A report by Synergy Research Group reveals that the total capacity of all operational hyperscale data centres will almost triple by 2030, supercharged by the growing demand for Generative AI (GenAI) technology and services.
Over the next four years, the average capacity of hyperscale data centres will be almost double that of current operational hyperscale data centres.

Operational hyperscale data centres
The report also revealed that the number of operational hyperscale data centres will continue to grow along with the growth of hyperscale data centre capacity.

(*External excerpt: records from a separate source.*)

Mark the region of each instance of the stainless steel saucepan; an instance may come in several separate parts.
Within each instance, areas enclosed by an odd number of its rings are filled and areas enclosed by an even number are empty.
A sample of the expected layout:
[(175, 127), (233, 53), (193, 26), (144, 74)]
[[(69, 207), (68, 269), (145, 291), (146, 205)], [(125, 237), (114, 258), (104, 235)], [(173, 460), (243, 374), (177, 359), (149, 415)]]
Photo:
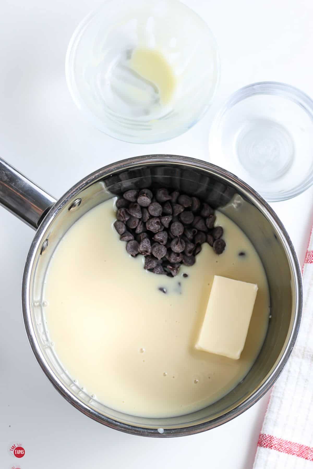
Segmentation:
[[(197, 195), (238, 225), (263, 262), (271, 301), (271, 318), (264, 345), (244, 379), (205, 408), (182, 416), (160, 419), (118, 412), (79, 388), (59, 362), (48, 340), (42, 296), (49, 260), (70, 227), (88, 210), (115, 195), (154, 183)], [(102, 168), (56, 201), (0, 160), (0, 203), (37, 230), (25, 266), (22, 292), (31, 346), (54, 387), (89, 417), (135, 435), (164, 438), (192, 434), (239, 415), (263, 395), (279, 376), (299, 329), (302, 305), (300, 270), (289, 237), (275, 213), (253, 189), (233, 174), (198, 159), (148, 155)]]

“The number of operational hyperscale data centres continues to grow inexorably, having doubled over the past five years,” said John Dinsdale, a chief analyst at Synergy Research Group.
Larger computing power
Dinsdale highlighted that the computing power of new data centres is experiencing a significant surge.

“The math is complicated as the mix of hyperscale data centres continues to change - old versus new, region by region, and owned versus leased - but in aggregate, we will see GPU-oriented infrastructure leading to a doubling of the capacity of new hyperscale data centres,” Dinsdale continued.
Hyperscale research
According to Vertiv, “Hyperscale data centres are massive business-critical facilities designed to support robust, scalable applications efficiently and are often associated with big data-producing companies.”
The hyperscale research is based on analysing the data centre footprint and operations of 19 major cloud and internet service firms, including the largest operators in SaaS, IaaS, PaaS, search, social networking, e-commerce, and gaming.